The one thing about "competitive Pokemon", and what we understand it to be, is that it's something created between people and the community.
While you could create trainers that introduce competitive concepts, whether that's simple strategies like Trick Room or weather, or team composition 101, that is only a basic emulation. You can't readily replicate competitive play with AI and preconstructed teams, because you run into the matter of human intelligence, prediction, variability in teams and attempts to topple competitive trends, and so on and so forth. It just won't work.
Now, that's not to say that the game wouldn't benefit to have some sort of basic introduction to competitive concepts, like with the examples I used.
It could be really useful to create some in-game "crash courses" for significant things such as EVs + IVs + natures and their influence on stats, the ins and outs of breeding a good Pokemon, and the principles of putting a Pokemon together (e.g. coordinating moveset, stats and item). That could help introduce curious people to the hellscape that is competitive, without them having to go look up how EVs and IVs work, how breeding works on here, and so on and so forth.
It was already said that PVP is the PokeMMO endgame, and ultimately that's how every (mainstream) Pokemon game tends to go: you clear the story mode, finish your Pokedex, and... then what?
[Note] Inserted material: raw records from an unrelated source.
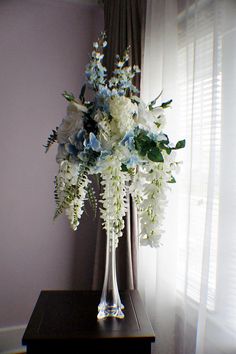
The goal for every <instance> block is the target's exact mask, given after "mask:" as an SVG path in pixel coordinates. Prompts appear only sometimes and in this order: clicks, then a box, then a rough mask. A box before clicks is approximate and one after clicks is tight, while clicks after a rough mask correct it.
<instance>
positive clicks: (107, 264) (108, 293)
mask: <svg viewBox="0 0 236 354" xmlns="http://www.w3.org/2000/svg"><path fill="white" fill-rule="evenodd" d="M116 248H117V239H116V236H115V234H114V232H113V230H111V231H110V232H107V240H106V265H105V274H104V282H103V289H102V295H101V299H100V303H99V305H98V315H97V318H98V319H99V320H100V319H102V318H106V317H116V318H120V319H121V318H124V313H123V311H122V310H123V309H124V306H123V305H122V303H121V300H120V295H119V290H118V285H117V277H116Z"/></svg>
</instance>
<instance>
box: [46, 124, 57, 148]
mask: <svg viewBox="0 0 236 354" xmlns="http://www.w3.org/2000/svg"><path fill="white" fill-rule="evenodd" d="M57 131H58V127H56V129H53V130H52V133H51V134H50V135H49V137H48V140H47V144H46V145H43V147H45V153H46V152H48V150H49V148H50V147H51V146H52V144H53V143H55V142H56V141H57Z"/></svg>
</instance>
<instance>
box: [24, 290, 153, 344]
mask: <svg viewBox="0 0 236 354" xmlns="http://www.w3.org/2000/svg"><path fill="white" fill-rule="evenodd" d="M100 295H101V292H98V291H57V290H53V291H42V292H41V293H40V296H39V298H38V301H37V303H36V305H35V308H34V311H33V313H32V316H31V318H30V321H29V324H28V326H27V328H26V331H25V333H24V336H23V340H22V343H23V345H27V344H29V343H31V342H35V341H37V340H54V339H55V340H58V339H59V340H60V339H61V340H83V339H85V340H87V339H91V340H94V339H96V340H105V339H108V340H109V339H113V338H116V339H125V340H129V339H135V340H137V339H138V340H145V341H149V342H154V341H155V335H154V332H153V329H152V326H151V324H150V321H149V319H148V317H147V315H146V312H145V310H144V306H143V304H142V301H141V298H140V296H139V293H138V291H136V290H127V291H124V292H121V293H120V296H121V299H122V302H123V304H124V306H125V309H124V314H125V318H124V319H116V318H106V319H102V320H97V306H98V303H99V300H100Z"/></svg>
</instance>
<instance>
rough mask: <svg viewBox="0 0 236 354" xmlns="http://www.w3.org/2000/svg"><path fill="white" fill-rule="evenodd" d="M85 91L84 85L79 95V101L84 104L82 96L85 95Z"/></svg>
mask: <svg viewBox="0 0 236 354" xmlns="http://www.w3.org/2000/svg"><path fill="white" fill-rule="evenodd" d="M85 90H86V84H84V85H83V86H82V88H81V91H80V95H79V99H80V101H81V102H82V103H84V94H85Z"/></svg>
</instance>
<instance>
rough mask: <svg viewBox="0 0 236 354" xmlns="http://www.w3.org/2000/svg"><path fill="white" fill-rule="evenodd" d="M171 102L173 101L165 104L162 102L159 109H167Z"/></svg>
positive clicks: (163, 102)
mask: <svg viewBox="0 0 236 354" xmlns="http://www.w3.org/2000/svg"><path fill="white" fill-rule="evenodd" d="M172 101H173V100H169V101H167V102H163V103H162V105H161V108H168V107H170V105H171V103H172Z"/></svg>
If you want to keep getting a fulfilling experience, you start deviating towards breeding, RNG manipulation, PVP, shiny hunting, all of those little things that play to our perfectionist and competitive impulses.
There's going to have to be content that supports that endgame here, because that's where it'll end up for everyone eventually.
Besides, it seems incredibly unfair for there to be no in-game "crash courses" for this content, when that content has already been implemented by means of the Elite 4 existing in PVE. A well-constructed competitive team will always be able to crush a casual team: so why set players up for frustration if they don't know the fine details?
Actually, this is a fair point too. As much as I love difficulty that requires creative play-arounds, there's a line to be drawn between "creative solutions are needed" and "just plain unfair". The occasional hold item and obscure, weird or rare Pokemon make the player have to think outside the box, which is perfectly healthy. But you want to keep in mind the resources that the player is given vs. the resources used by, and applied to enemy trainers.. and find a fine balance between them.
tl;dr Competitive as we know it is a social construct, so it's hard to emulate in the solo experience; however, having ways to introduce competitive concepts and how to build good Pokemon + teams wouldn't hurt whatsoever, because "competitive" is almost always going to be the endgame for players on here.